Salesforce Data Governance vs. Data Managemen

Businesses collect data from multiple sources constantly. They use this data in a decision-making capacity and to streamline their operations. Data collection is accompanied by the responsibility to handle it securely and comply with relevant laws and regulations. 

Salesforce organizations generate massive amounts of data and often consume data from other systems, making effective data governance and management practices more crucial than before. Although they may sound similar, Salesforce data management and data governance are different practices. In short, data governance establishes policies and procedures, and data management puts them into action. 

Both are equally important for organizations handling large amounts of Salesforce data. Data governance and management directly impact your organization’s quality of data. Understanding the differences between data management vs. data governance is paramount for businesses to use their data effectively within the Salesforce context. 

  1. What Is Salesforce Data Management?
  2. What Is Salesforce Data Governance?
  3. Why Are Data Management + Data Governance Important for Salesforce?
  4. Differences Between Data Governance vs. Management
  5. Salesforce Data Management vs. Data Governance Best Practices
  6. How to Combine Data Governance + Data Management
  7. Enhance Governance and Accountability for Salesforce With OrgScan
What Is Salesforce Data Governance?

What Is Salesforce Data Management?

Modern organizations have access to massive amounts of data. Data management stores, organizes, secures, and maintains data to ensure they are viable assets to a business. One of the main goals of data management is to ensure data is accessible and used for its intended purposes only, discarding it properly when it’s no longer of value. 

Data assets have a life cycle. Data management provides reasonable access to data by managing that life cycle, from creating assets to retirement. Well-designed and executed data management eliminates data silos. It allows for better data flow across the organization—access to pertinent data results in better operational strategies and more successful decision-making. 

Data management can answer the following questions:

  • How do we ensure data is not redundant?
  • How do we maintain the quality of data?
  • Which IT tools should we use?
  • How well is the data secured?
  • How can we make data available to the organization to augment decision-making?

Common Elements of Data Management

Data management is a broad term that covers several specific practices, including data governance. Some other data management practices include the following:

  • Data preparation: The process of cleaning and transforming raw data for analysis. Data preparation ensures the data is of sufficient quality to use in decision-making.
  • Data security: The processes used to protect your data from unauthorized access by malicious actors or corruption.
  • Data architecture: The formal structure for managing data flow within an organization.
  • Data catalogs: The management of metadata and listing of data so it’s easy to find, creating an accessible overview of an organization’s data and giving users the complete picture.
  • Data pipelines: Tools used to transfer data between systems.
  • Data extract, transform, load (ETL): Transforming data to load in a data warehouse.
  • Data warehouse: Consolidates all data sources to provide clarity for data analysts.

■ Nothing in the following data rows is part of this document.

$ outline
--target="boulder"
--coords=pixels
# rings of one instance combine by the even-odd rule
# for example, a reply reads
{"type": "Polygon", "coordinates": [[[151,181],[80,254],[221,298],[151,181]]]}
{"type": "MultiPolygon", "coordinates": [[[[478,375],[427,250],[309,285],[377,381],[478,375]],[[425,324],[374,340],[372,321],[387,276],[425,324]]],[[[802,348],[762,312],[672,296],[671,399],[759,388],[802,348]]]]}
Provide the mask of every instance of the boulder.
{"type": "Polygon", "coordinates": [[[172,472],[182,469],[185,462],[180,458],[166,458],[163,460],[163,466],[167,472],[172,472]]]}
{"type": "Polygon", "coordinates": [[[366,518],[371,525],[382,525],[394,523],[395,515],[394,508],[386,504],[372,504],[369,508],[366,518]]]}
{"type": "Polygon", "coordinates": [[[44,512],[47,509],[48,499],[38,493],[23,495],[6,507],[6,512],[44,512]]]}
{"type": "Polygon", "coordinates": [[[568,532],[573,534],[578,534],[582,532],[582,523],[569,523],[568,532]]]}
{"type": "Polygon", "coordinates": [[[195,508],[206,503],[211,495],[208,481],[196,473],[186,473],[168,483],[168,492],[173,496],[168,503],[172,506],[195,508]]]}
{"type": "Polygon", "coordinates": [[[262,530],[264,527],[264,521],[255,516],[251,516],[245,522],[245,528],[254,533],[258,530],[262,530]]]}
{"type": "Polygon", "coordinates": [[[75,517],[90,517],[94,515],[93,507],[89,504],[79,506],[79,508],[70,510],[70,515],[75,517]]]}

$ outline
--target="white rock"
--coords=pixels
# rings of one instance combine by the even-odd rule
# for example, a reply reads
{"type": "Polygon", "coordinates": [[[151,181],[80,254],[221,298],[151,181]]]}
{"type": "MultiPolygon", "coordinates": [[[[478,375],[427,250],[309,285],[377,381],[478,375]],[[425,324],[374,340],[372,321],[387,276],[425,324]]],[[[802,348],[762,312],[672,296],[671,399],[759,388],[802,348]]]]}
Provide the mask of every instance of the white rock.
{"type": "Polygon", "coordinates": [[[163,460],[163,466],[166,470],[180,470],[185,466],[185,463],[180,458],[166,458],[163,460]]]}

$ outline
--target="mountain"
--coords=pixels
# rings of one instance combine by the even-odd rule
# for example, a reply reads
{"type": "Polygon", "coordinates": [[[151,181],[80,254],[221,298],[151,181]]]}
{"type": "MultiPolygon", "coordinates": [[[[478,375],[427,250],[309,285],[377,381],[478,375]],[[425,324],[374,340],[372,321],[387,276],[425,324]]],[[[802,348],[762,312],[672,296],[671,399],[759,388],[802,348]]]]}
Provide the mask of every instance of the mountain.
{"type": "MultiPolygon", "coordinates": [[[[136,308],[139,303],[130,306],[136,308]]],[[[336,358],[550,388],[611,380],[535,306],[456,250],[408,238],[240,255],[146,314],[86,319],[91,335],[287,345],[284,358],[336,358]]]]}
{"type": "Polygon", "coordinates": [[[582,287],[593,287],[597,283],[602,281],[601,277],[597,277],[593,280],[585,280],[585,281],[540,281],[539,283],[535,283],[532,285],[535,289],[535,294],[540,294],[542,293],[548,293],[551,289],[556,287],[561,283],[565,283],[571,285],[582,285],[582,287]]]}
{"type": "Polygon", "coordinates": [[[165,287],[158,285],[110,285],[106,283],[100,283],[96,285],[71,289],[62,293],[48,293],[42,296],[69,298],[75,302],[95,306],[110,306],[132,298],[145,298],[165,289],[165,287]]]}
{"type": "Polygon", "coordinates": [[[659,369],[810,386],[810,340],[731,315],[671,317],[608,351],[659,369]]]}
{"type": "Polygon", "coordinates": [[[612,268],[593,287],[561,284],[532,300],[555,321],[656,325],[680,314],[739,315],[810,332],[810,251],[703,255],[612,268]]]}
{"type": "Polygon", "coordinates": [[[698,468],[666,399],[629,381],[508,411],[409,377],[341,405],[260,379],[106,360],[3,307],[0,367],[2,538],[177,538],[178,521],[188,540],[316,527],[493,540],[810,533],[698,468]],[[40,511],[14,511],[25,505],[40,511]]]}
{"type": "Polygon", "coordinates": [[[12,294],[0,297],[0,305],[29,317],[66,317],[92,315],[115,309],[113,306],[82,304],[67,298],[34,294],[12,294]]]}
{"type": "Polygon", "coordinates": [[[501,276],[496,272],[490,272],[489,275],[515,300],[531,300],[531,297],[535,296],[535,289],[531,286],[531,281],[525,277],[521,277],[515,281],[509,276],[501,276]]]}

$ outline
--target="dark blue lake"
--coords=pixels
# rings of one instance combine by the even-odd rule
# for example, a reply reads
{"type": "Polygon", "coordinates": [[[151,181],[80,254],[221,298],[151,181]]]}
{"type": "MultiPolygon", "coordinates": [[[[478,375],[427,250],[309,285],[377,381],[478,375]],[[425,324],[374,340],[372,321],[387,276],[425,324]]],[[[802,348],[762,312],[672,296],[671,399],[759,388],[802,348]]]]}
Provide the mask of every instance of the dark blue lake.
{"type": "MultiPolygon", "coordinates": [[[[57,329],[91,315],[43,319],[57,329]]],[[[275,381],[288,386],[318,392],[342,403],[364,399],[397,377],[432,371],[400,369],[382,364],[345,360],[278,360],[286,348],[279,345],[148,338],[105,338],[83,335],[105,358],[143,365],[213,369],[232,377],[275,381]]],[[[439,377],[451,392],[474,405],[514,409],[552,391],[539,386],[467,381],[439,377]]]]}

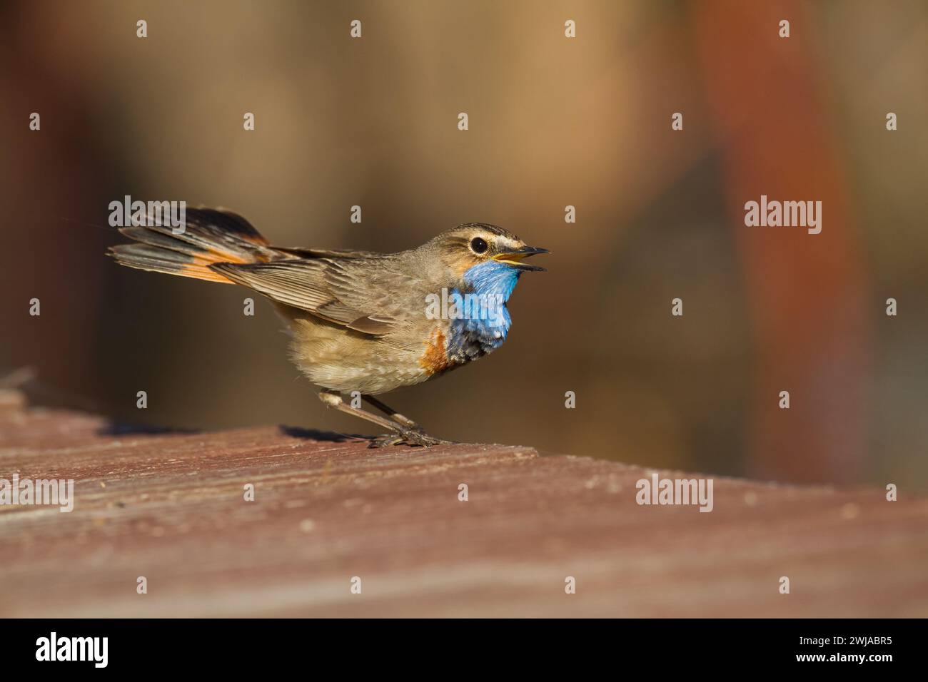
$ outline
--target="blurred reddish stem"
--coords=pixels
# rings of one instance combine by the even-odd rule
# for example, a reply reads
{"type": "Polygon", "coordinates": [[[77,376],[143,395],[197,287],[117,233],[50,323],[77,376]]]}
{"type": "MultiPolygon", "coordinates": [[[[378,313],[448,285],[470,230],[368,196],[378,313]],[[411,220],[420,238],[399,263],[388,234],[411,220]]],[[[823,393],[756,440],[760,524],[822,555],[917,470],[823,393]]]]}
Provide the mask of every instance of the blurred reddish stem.
{"type": "Polygon", "coordinates": [[[869,282],[831,134],[828,75],[807,42],[810,18],[799,3],[691,6],[759,358],[749,474],[857,480],[867,445],[869,282]],[[789,38],[779,36],[783,19],[789,38]],[[796,109],[797,100],[806,105],[796,109]],[[762,194],[820,199],[821,234],[745,226],[744,203],[762,194]],[[778,406],[780,391],[790,392],[789,410],[778,406]]]}

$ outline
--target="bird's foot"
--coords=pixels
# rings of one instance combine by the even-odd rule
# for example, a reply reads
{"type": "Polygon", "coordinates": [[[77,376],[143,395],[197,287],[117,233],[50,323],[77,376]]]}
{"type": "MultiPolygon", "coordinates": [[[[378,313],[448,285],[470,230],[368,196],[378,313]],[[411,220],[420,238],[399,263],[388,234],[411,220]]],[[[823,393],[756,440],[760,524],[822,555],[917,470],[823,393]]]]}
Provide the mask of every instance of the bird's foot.
{"type": "Polygon", "coordinates": [[[372,440],[367,447],[389,447],[390,445],[419,445],[420,447],[432,447],[432,445],[451,445],[452,441],[443,441],[440,438],[430,436],[421,430],[404,429],[398,433],[385,433],[372,440]]]}

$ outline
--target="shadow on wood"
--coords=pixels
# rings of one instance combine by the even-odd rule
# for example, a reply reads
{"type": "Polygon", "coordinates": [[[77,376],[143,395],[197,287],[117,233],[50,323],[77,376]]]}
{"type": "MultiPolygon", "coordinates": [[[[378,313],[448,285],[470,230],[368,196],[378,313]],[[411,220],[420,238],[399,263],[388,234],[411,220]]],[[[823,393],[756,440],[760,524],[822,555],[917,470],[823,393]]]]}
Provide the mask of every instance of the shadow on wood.
{"type": "Polygon", "coordinates": [[[7,404],[14,473],[73,479],[75,500],[0,506],[6,617],[928,615],[928,502],[904,492],[715,479],[701,513],[638,506],[651,470],[530,447],[113,431],[7,404]]]}

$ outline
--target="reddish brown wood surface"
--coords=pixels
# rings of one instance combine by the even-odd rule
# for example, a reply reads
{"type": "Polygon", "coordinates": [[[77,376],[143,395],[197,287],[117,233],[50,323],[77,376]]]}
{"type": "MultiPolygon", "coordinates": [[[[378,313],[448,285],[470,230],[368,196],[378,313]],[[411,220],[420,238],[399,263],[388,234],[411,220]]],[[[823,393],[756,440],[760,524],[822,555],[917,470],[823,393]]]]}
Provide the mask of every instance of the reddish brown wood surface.
{"type": "Polygon", "coordinates": [[[715,479],[700,513],[637,505],[650,470],[530,447],[107,431],[0,408],[0,478],[76,498],[0,506],[0,615],[928,615],[928,502],[904,490],[715,479]]]}

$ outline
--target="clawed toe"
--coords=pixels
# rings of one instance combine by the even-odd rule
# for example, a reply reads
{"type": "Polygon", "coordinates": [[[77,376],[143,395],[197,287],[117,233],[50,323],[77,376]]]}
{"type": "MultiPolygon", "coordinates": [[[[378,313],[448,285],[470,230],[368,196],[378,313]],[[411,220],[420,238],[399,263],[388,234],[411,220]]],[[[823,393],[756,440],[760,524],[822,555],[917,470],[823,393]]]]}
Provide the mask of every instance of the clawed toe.
{"type": "Polygon", "coordinates": [[[420,447],[432,447],[432,445],[451,445],[451,441],[443,441],[440,438],[430,436],[421,430],[404,430],[399,433],[385,433],[373,439],[367,447],[388,447],[390,445],[419,445],[420,447]]]}

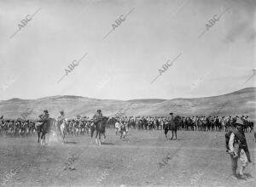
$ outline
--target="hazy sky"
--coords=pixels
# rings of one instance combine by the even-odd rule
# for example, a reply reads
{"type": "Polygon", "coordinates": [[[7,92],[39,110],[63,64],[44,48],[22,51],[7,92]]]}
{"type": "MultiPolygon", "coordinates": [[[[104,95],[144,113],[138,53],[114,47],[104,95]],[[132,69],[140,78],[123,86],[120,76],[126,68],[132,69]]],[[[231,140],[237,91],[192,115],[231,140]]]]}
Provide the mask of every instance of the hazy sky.
{"type": "Polygon", "coordinates": [[[190,98],[255,87],[256,76],[245,83],[255,68],[255,7],[253,0],[0,0],[0,100],[190,98]]]}

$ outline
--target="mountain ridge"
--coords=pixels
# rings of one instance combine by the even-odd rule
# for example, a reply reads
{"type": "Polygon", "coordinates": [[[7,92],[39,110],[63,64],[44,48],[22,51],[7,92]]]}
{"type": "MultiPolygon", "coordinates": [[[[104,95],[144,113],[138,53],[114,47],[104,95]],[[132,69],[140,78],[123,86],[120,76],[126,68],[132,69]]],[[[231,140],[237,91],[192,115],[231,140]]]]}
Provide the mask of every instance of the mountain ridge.
{"type": "Polygon", "coordinates": [[[207,116],[218,110],[219,116],[245,115],[255,118],[256,88],[246,88],[230,94],[203,98],[137,99],[129,100],[97,99],[74,95],[55,95],[37,99],[13,98],[0,102],[0,116],[18,118],[28,109],[33,111],[28,119],[37,118],[44,110],[56,117],[63,110],[67,117],[77,115],[92,116],[97,109],[105,116],[114,116],[125,109],[127,116],[207,116]],[[131,105],[132,103],[132,105],[131,105]],[[224,107],[222,105],[226,104],[224,107]]]}

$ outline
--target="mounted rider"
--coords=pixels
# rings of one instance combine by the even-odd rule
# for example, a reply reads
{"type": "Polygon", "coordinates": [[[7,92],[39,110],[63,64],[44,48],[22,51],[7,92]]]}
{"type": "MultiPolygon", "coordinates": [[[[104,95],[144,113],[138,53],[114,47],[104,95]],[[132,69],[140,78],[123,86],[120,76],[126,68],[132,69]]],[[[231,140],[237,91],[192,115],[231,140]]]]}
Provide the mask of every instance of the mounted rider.
{"type": "Polygon", "coordinates": [[[45,126],[45,124],[47,124],[49,121],[49,115],[48,113],[48,110],[44,110],[44,114],[39,115],[38,117],[40,118],[39,122],[42,122],[40,126],[45,127],[44,130],[48,131],[49,127],[45,126]]]}
{"type": "Polygon", "coordinates": [[[92,118],[95,124],[98,123],[103,118],[102,110],[100,109],[97,110],[97,112],[93,116],[92,118]]]}

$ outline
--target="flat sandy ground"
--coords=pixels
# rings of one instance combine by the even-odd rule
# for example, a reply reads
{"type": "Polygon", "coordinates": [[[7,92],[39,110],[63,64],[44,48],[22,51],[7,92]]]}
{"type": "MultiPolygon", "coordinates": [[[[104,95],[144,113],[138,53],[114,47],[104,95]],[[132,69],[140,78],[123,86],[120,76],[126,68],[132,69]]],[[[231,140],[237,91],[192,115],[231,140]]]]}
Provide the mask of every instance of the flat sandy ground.
{"type": "MultiPolygon", "coordinates": [[[[122,141],[107,130],[102,146],[88,135],[65,144],[50,136],[45,146],[35,136],[1,137],[0,186],[256,186],[252,163],[247,180],[230,177],[224,133],[178,131],[170,140],[162,130],[130,130],[122,141]]],[[[253,134],[246,135],[256,162],[253,134]]]]}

What Is Salesforce Data Governance?

Data governance is a component of data management. It’s a set of defined structures, measurements, rules, and policies to serve goals like creating harmony between business units and data. Another goal of data governance is to ensure data quality by measuring it against parameters such as data security, usability, availability, and consistency. 

Specialized data stewards are responsible for data governance. They help monitor how their teams use and interact with data sources and ensure that team members remain compliant and aligned with data principles. With data governance in place, organizations have factual information about the ownership of the data, who can access it, how it is secured to ensure data privacy, and whether the data is compliant with regulations. 

Salesforce is an excellent example of governance in many ways, as new people constantly come in from acquisitions, and there is a need to get everyone working together. 

Some of the questions data governance answers include the following:

  • Who owns the data?
  • Who should have access to it?
  • How can we be compliant with regulations?
  • What data is required to make solid business decisions?

Principles of Data Governance

Organizations should follow a specific structure to align with data governance best practices that ensure data governance success. Organizations often base these practices on some of the following principles:

  • Integrity: To align with the principle of integrity, the organization uses ethical data management practices and maintains integrity in its choices. 
  • Stewardship: Assigning qualified team members to the role of data stewards and making them responsible for ensuring members of the organization follow the policies and rules defined by its governance structure. 
  • Auditability: Businesses must maintain accurate, and up-to-date records of all data used to show compliance with regulatory standards. 
  • Standardization: Data must be accessible and transparent, so data stored in different formats should be harmonized based on specific definitions.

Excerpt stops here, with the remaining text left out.